Viburnum dentatum – Arrowwood Viburnum
Easily grown in average, medium, well-drained soil in full sun to part shade. Prune immediately after flowering since flower buds form in summer for the following year.
Arrowwood viburnum is an upright, rounded, multi-stemmed, deciduous shrub which typically matures to 6-10′ tall with a similar spread, but may reach a height of 15′ in optimum growing conditions. Non-fragrant white flowers in flat-topped corymbs (to 4″ diameter) appear in late spring. Flowers give way to blue-black, berry-like drupes which are quite attractive to birds and wildlife. Ovate, toothed, glossy dark green leaves (to 4″ long). Variable fall color ranges from drab yellow to attractive shades of orange and red. Although widespread in eastern North America, this native plant is only known to exist in the wild in Missouri on wooded slopes along the Salt River in Shelby County. Native Americans reportedly used the straight stems of this shrub for arrow shafts, hence the common name.

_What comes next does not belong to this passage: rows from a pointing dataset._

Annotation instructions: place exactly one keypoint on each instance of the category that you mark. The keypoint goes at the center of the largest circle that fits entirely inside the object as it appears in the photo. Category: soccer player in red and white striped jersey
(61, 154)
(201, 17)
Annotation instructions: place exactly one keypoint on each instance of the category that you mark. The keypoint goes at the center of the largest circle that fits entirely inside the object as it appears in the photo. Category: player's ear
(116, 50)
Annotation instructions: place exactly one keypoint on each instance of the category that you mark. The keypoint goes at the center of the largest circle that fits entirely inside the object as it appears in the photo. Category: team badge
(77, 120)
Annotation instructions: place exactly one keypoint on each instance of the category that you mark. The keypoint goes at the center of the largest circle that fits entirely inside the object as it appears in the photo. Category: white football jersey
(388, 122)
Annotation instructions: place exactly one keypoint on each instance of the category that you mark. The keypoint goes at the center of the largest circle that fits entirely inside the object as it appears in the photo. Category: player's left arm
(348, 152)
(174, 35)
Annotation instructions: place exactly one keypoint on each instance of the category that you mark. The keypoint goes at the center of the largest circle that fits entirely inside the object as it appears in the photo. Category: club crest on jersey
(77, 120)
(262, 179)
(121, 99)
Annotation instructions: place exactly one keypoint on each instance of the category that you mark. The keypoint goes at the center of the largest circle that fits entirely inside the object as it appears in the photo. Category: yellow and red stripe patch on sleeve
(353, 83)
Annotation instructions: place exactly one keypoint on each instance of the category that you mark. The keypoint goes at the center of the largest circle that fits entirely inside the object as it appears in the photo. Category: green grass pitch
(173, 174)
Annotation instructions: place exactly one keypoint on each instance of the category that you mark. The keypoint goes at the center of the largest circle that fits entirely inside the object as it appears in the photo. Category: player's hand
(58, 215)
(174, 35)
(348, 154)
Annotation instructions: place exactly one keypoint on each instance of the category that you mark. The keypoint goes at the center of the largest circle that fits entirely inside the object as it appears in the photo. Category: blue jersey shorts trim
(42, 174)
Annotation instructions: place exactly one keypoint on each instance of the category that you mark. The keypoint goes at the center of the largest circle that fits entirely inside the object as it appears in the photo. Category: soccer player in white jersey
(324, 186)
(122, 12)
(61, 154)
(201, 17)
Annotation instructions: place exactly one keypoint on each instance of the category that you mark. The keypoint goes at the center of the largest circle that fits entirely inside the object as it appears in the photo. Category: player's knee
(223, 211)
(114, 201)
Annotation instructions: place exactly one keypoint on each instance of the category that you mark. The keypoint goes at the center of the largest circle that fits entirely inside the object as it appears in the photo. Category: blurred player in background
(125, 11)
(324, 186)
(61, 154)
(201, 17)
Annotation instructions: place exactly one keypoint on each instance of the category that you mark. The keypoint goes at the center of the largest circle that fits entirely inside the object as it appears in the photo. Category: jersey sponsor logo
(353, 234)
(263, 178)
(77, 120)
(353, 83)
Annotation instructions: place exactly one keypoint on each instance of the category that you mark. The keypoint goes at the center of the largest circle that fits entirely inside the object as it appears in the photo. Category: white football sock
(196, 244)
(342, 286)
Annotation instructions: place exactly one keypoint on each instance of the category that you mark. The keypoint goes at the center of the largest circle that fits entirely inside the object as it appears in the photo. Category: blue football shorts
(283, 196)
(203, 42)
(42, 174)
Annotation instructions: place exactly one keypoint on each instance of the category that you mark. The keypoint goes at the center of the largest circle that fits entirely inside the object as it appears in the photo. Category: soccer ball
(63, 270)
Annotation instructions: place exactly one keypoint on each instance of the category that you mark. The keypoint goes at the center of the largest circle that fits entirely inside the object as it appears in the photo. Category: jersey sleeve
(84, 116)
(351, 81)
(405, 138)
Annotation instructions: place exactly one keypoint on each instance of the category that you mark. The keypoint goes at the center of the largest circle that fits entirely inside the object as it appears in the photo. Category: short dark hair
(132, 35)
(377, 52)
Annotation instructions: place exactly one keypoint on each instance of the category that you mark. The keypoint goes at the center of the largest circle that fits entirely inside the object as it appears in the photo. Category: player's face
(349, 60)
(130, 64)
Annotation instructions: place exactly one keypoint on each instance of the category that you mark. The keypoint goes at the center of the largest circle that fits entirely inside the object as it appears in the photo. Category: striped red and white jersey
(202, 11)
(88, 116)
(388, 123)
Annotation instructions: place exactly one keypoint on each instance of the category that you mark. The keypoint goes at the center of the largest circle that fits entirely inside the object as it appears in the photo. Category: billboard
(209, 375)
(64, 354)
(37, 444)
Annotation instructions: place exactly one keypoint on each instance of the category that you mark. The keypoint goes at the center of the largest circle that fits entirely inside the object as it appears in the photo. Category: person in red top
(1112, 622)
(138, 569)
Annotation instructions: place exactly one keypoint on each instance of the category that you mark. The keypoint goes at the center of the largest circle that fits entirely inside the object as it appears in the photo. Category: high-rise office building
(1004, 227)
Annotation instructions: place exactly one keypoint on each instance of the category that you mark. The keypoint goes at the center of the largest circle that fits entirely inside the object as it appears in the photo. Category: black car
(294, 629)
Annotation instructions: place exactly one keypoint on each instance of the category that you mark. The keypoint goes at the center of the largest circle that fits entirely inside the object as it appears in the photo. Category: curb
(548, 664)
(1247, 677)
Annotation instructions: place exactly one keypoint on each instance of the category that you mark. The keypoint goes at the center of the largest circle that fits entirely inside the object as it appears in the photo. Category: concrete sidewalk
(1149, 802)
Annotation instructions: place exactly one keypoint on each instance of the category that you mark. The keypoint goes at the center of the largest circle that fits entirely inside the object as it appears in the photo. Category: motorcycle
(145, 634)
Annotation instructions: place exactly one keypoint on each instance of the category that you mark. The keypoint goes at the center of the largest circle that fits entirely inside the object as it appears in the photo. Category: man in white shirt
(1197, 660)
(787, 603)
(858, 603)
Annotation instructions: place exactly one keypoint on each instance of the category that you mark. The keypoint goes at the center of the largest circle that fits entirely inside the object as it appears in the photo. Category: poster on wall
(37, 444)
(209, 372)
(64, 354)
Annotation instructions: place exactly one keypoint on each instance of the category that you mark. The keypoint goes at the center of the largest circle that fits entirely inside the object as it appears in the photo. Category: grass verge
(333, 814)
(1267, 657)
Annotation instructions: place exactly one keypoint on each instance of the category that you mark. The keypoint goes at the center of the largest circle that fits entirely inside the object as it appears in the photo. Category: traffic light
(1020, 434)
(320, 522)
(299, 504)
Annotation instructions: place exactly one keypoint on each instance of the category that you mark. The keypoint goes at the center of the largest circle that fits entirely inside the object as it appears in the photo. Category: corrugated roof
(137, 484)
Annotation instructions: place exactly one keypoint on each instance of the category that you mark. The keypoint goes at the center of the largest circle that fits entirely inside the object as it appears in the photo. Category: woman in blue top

No serious insect or disease problems.
Zizia aurea – Golden Alexanders
Zizia aurea is one of those natives that every garden should have. It is fairly easy to grow and, although short-lived, will self-seed and persist in many sun/soil situations. Zizia is an important plant to a number of short-tongued insects that are able to easily reach the nectar in the small yellow flowers. Black Swallowtail caterpillars will feed on its leaves.
Golden Alexanders have a long bloom time, giving the garden/prairie some well-deserved early color for several weeks in late spring to early summer when many other plants have not yet flowered. Also called Golden Zizia, Golden Alexanders will tolerate a lot of shade but prefer full sun or light shade.